Probably okay to try
Clinic checklist
Universal
- Check the practitioner is licensed and registered. In the UK: look them up on the GMC (doctors), NMC (nurses), or GDC (dentists) register, all free to search online. In the US: search your state medical board. Takes 2 minutes. If they cannot tell you their regulatory body, leave.
- Ask to see the product box before treatment. It should be factory-sealed with a visible lot number and expiry date. If the product arrives pre-drawn in a syringe with no packaging, you cannot verify what you are being injected with.
- You should receive a written consent form before treatment. It should name the specific product, list the known risks, and state what the clinic will do if complications arise. A single generic form with no product name is not adequate.
- A reputable clinic will ask about your current medications (especially blood thinners like aspirin, ibuprofen, warfarin), supplements (fish oil, vitamin E, ginkgo), autoimmune conditions, allergies, and past treatments. If no one asks, they are skipping a safety step.
- Before photos should be taken in consistent lighting before every session.
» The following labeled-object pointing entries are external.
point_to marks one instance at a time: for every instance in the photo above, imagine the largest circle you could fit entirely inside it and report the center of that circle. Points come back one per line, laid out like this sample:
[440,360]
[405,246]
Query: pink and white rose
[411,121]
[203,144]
This protects you: if a complication or asymmetry develops, both you and the clinic have a documented baseline. If a clinic does not take before photos, they are not tracking outcomes.
- Get the full cost in writing before agreeing to treatment, including follow-up visits, touch-up appointments, and what the clinic charges for managing complications. Verbal quotes are not binding.
Procedure-specific
- Ask: what volume do you dilute each vial to, and how long before the appointment was it reconstituted? The answer should be at least 6ml per vial, reconstituted at least a few hours in advance. Same-day preparation in a small volume increases unpredictable spread.
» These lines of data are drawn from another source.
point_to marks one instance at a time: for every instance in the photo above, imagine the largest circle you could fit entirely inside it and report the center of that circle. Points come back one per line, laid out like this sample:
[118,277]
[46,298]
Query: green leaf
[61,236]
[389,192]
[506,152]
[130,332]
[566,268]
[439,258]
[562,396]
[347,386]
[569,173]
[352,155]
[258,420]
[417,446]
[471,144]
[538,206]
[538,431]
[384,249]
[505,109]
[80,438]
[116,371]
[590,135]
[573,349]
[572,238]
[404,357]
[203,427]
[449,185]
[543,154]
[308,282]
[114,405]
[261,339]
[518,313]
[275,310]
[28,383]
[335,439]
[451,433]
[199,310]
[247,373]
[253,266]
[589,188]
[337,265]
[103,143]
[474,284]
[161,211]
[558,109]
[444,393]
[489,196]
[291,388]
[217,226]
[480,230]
- Ask: what brand of botulinum toxin are you using today, and can I see the sealed vial before you draw it up? Different brands are not interchangeable unit-for-unit. A practitioner who cannot name the product or show you the sealed vial is not being transparent about what you are receiving.
- Ask: is a free 2-week review included in this appointment? Botox takes up to 14 days to fully settle, and small corrections can only be made in that window. A clinic that charges extra for the review, or discourages it, is not standing behind its outcomes.
Educational content only. This page summarises published clinical research and is not medical advice. Consult a qualified healthcare provider before making decisions about your care.